NAD was not the only critical medicine that required close monitoring of supplies during the response to COVID-19. A range of neuromuscular blocking agents, including Atracurium and Rocuronium, along with Fetanyl, had to be allocated carefully amid high demand pressures.
Carefully co-ordinated supply chain management across the NHS was also required as the pandemic gathered pace and demand rose for COVID treatment options, such as Azithromycin, Dexamethasone, Tocilizumab and Remdesivir.
Colin Richman, Managing Director of Rx-info, said that with high quantities of medicines being used at such a fast rate, it was critical the company’s software could keep track effectively – but he and his team were already well head of the curve.
“We were onto it as a company when we first became aware of community transmission of Coronavirus in China in January 2020 and we immediately focused our efforts on ensuring Exend would be able to respond effectively to the pandemic hitting the UK,” said Colin.
“We transformed timescales and Exend went from providing the capability to track 12-month forecasts of product usage to being able to process data that gives two-week forecasts, as well as daily snapshots. That really was a game changer in terms of optimising medicine management during the pandemic.”
Eminent healthcare professionals are full of praise for Rx-info’s systems, including Professor Liz Kay, a distinguished pharmacy consultant, who wrote the foreword for the evaluation report. In a health service career spanning nearly three decades, she spent 20 years as Clinical Director of Medicines Optimisation at Leeds Teaching Hospitals – a £1 billion Hospital Trust.
“We have often dreamt of a system of care with medicines where stock supply is integrated into one digital system. Medicines shortages and supplies of critical medicines would be seen in an integrated manner across the NHS, enabling data users to manage the supply chain more effectively,” said Prof Kay.

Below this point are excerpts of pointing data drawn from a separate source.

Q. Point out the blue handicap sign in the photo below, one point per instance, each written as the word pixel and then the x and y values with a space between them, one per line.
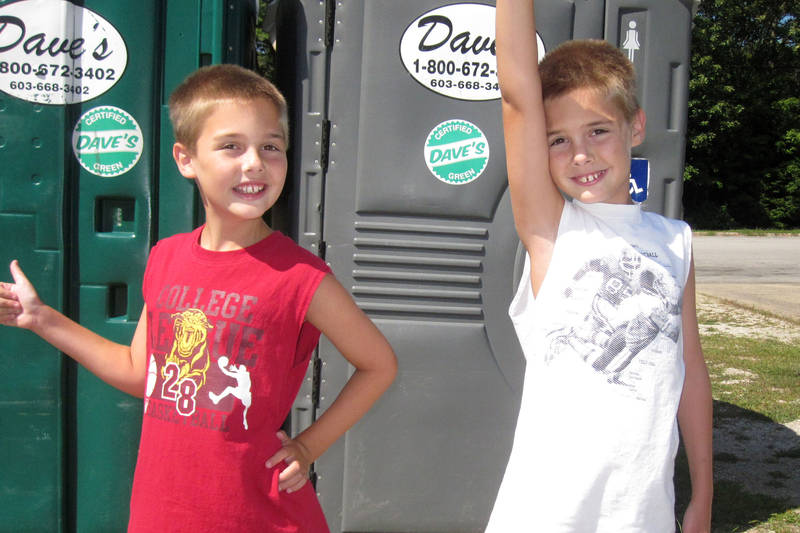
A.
pixel 640 179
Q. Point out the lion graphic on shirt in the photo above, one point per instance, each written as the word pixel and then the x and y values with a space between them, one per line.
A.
pixel 190 349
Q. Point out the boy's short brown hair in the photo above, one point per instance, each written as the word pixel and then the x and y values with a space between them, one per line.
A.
pixel 590 64
pixel 194 99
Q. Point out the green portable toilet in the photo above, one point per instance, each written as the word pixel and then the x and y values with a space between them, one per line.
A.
pixel 87 184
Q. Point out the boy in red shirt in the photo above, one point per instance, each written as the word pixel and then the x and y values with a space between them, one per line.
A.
pixel 232 313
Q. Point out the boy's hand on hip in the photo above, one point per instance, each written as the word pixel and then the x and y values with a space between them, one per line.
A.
pixel 297 458
pixel 696 519
pixel 18 301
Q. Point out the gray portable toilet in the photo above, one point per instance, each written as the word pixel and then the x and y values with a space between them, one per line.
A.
pixel 398 181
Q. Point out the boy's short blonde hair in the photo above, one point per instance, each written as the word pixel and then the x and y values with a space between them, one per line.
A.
pixel 194 99
pixel 590 64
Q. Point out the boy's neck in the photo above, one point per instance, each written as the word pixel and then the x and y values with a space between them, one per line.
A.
pixel 217 238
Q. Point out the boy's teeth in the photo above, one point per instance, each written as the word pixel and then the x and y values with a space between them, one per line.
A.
pixel 249 188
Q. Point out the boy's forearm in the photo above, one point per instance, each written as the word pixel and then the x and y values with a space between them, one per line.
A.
pixel 517 55
pixel 360 392
pixel 108 360
pixel 695 421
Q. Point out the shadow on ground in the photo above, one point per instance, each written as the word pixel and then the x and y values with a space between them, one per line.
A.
pixel 756 470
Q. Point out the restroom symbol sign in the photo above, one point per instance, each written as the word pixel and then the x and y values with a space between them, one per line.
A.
pixel 631 41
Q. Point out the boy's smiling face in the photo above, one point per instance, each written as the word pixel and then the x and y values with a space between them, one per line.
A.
pixel 590 145
pixel 239 162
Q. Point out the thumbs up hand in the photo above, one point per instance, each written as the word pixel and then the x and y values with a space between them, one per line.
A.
pixel 19 302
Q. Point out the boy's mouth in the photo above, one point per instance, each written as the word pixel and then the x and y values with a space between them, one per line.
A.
pixel 249 188
pixel 588 179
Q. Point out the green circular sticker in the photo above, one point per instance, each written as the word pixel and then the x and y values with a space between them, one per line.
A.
pixel 107 141
pixel 456 152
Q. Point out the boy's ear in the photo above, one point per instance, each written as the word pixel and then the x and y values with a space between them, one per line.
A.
pixel 183 159
pixel 638 128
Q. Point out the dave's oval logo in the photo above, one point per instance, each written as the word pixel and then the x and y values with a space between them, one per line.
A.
pixel 451 51
pixel 56 52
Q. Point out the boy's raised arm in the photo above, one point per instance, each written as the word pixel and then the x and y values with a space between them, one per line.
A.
pixel 536 202
pixel 118 365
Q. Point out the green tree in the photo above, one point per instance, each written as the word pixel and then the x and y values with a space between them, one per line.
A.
pixel 743 146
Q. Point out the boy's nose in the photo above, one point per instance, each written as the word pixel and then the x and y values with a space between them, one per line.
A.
pixel 581 154
pixel 252 160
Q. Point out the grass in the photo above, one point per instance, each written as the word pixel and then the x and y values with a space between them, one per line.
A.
pixel 758 375
pixel 757 379
pixel 750 232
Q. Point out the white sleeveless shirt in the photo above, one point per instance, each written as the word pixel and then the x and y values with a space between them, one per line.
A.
pixel 597 434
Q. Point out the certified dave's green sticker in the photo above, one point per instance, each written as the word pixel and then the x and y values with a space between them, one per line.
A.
pixel 456 152
pixel 107 141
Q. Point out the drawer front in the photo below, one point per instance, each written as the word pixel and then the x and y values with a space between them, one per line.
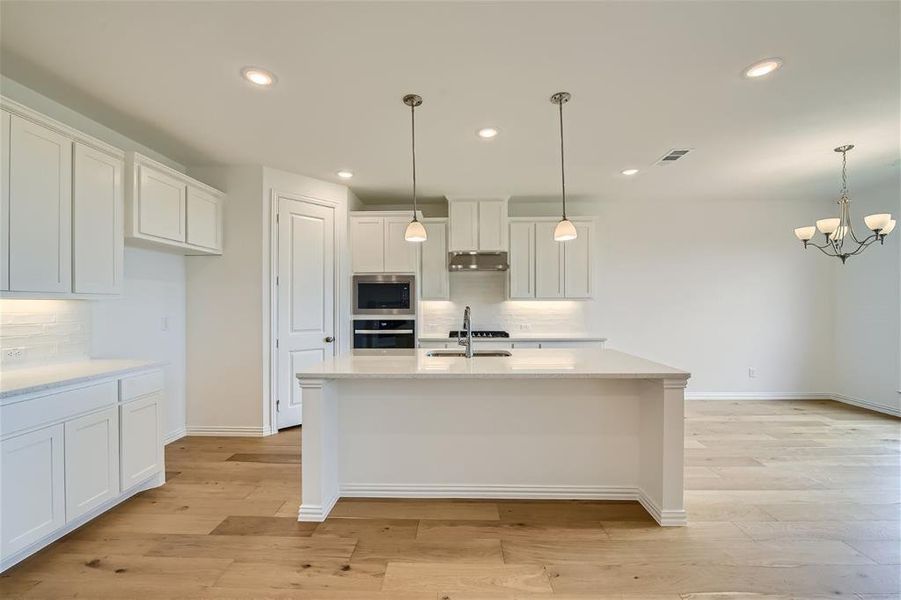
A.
pixel 54 407
pixel 140 385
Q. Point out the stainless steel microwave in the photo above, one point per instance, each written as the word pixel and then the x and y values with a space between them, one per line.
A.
pixel 384 294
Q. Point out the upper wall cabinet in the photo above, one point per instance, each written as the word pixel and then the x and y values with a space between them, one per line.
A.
pixel 546 269
pixel 477 224
pixel 61 233
pixel 169 210
pixel 377 242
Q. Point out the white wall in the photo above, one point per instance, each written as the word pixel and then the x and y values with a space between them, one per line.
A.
pixel 867 320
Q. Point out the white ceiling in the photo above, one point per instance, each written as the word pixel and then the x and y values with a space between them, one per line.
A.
pixel 645 77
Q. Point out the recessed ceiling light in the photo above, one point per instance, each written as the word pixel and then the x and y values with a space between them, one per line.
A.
pixel 764 67
pixel 259 77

“Rx-info has a long track record of delivering valued services to the NHS and continues to be a responsive and agile partner, valued by the range of services users across the NHS at all levels.”
Based in Exeter, Rx-info was created in 2003. It worked, initially, with hospital chief pharmacists in the Midlands, with the aim of developing tools to analyse and understand medicine usage across hospitals.
By 2019, with each hospital trust spending 10 per cent of its annual budget on medicines – a combined UK hospital spend of £9.03 billion in 20/21 – the majority were already subscribing to Rx-info’s medicines intelligence software.
Working with national NHS bodies, the company developed Exend – an augmentation of its existing Define software – to report on a variety of important data, including stock levels, values, usage and remaining stock.
The information would be essential as the country prepared to leave the EU if there was to be effective monitoring of the six weeks ‘buffer stock’ the UK Government required pharmaceutical companies to hold. It was also important to stay on top of ordering patterns and demand.
As well as medicine stock management software, Rx-info has also developed Exend+ which builds on the existing Exend product and is designed to oversee NHS contract adherence performance. It can be used to highlight where contracts are not being fully optimised and savings can be made.